1817. William Thompson, an industrious Scottish writer and compiler, died. He possessed ability, but his writings bear the marks of haste and want of care.
1838. Nathaniel Bowditch died at Boston, aged 65. His father and ancestors in several generations were by profession shipmasters. Notwithstanding the very limited advantages of his education, and his laborious employment through life for the support of his family, yet by his extraordinary genius and economy of time, he made great acquisitions in learning and science, gained most of the languages, and made himself the most eminent mathematician and astronomer that America has produced.

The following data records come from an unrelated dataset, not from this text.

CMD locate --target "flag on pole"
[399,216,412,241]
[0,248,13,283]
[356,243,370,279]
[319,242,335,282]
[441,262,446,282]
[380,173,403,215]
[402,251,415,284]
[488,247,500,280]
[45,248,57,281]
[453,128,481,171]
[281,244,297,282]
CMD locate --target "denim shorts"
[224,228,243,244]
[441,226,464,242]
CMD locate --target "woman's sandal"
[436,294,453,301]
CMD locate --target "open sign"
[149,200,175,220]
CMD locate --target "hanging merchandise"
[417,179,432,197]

He published the Practical Navigator, a standard book; but the great work on which his fame will rest, is the copious and profound commentary upon the Mechanique Celeste of La Place, of which he made the first entire translation, and published at his own expense in 4 vols. quarto; saying that he preferred spending a thousand dollars a year in that way to keeping a carriage.
1853. Anthony Dumond Stanley, an American mathematician, died, aged 42. Profoundly versed in the science, he had begun a series of works which would have placed his name high on the scroll of fame.
MARCH 17.
49 B. C. Pompey abandoned Italy, and took the sea with his legions, at Brundusium.

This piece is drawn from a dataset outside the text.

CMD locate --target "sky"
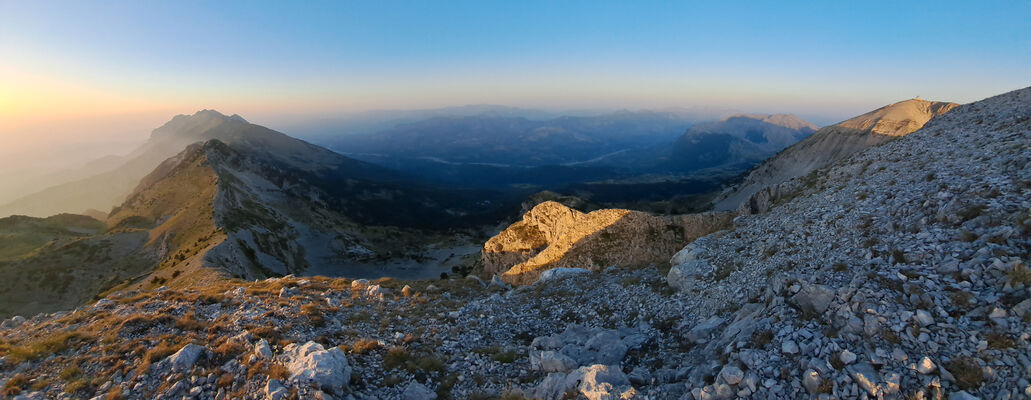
[0,0,1031,162]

45 B. C. Battle of Munda, in Spain, between the armies of Cæsar and Pompey, which decided the fate of the Roman republic. These men did not consider the Roman empire sufficiently large for two of them.
180. Marcus Aurelius Antoninus,
surnamed the philosopher, died on an expedition against the Marcomanni. He was so extremely popular with his Roman subjects, that they placed him among the gods, and kept his statue in their houses.
464. St. Patrick, the tutelar saint of Ireland, died. He was carried away with many of his father's vassals by pirates, from whom he made his escape to Gaul and Italy. He received a commission from Pope Celestine to convert the Irish to Christianity, in which mission he was eminently successful.